In [1]:
%%html
<style>
.cell, .CodeMirror pre{ 
    font-size: 200%;
    line-height: 150%;
}
</style>

# Face Recognition

Face recognition is a widely studies application in comptuer vision.
There are several types of face recognition problem, such as (in increasing order of difficulty)
* Given training examples of a specific person, verify if a new image is likely to be that person.
* Given training examples of many people, decide which person a new image represents.
* Given a large set of images identify which images are of the same people.

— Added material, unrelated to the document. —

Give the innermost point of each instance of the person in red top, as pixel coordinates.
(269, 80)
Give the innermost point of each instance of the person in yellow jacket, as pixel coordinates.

In this part we'll look at a classic technique called *Eigenfaces* and see how it can be used to help solve these problems. Eigenfaces are an application of PCA to image data, and can be used to represent face images in a (relatively) low-dimensional space.

## References

L. Sirovich and M. Kirby [Low-Dimensional Procedure for the Characterisation of Human Faces](https://www.osapublishing.org/josaa/abstract.cfm?uri=josaa-4-3-519) Jnl. Optical Society of America A, 4(3), pages 519-524

M. Turk and A. Pentland [Face Recognition using Eigenfaces](https://ieeexplore.ieee.org/document/139758/) Int. Conf. Computer Vision 1991, pages 103-108

# PCA on Images

We've seen PCA in 2D, and the maths remains the same in higher dimensions.
We'll use a small subset (500 images) from the aligned [CelebA](http://mmlab.ie.cuhk.edu.hk/projects/CelebA.html) data set.
This is formed from another data set, [Labelled Faces in the Wild](http://vis-www.cs.umass.edu/lfw/) which contains images of celebrites, politicians, and so forth with ground truth identity information.
The aligned CelebA data set has the faces lined up so that the eyes are in the same place in the image, and all the images are the same size (\\(178 \times 218\\) pixels).
Since these are colour images, each pixel has 3 values, and so we can think of each image as a point in \\(178 \times 218 \times 3 = 116,412\\) dimensional space.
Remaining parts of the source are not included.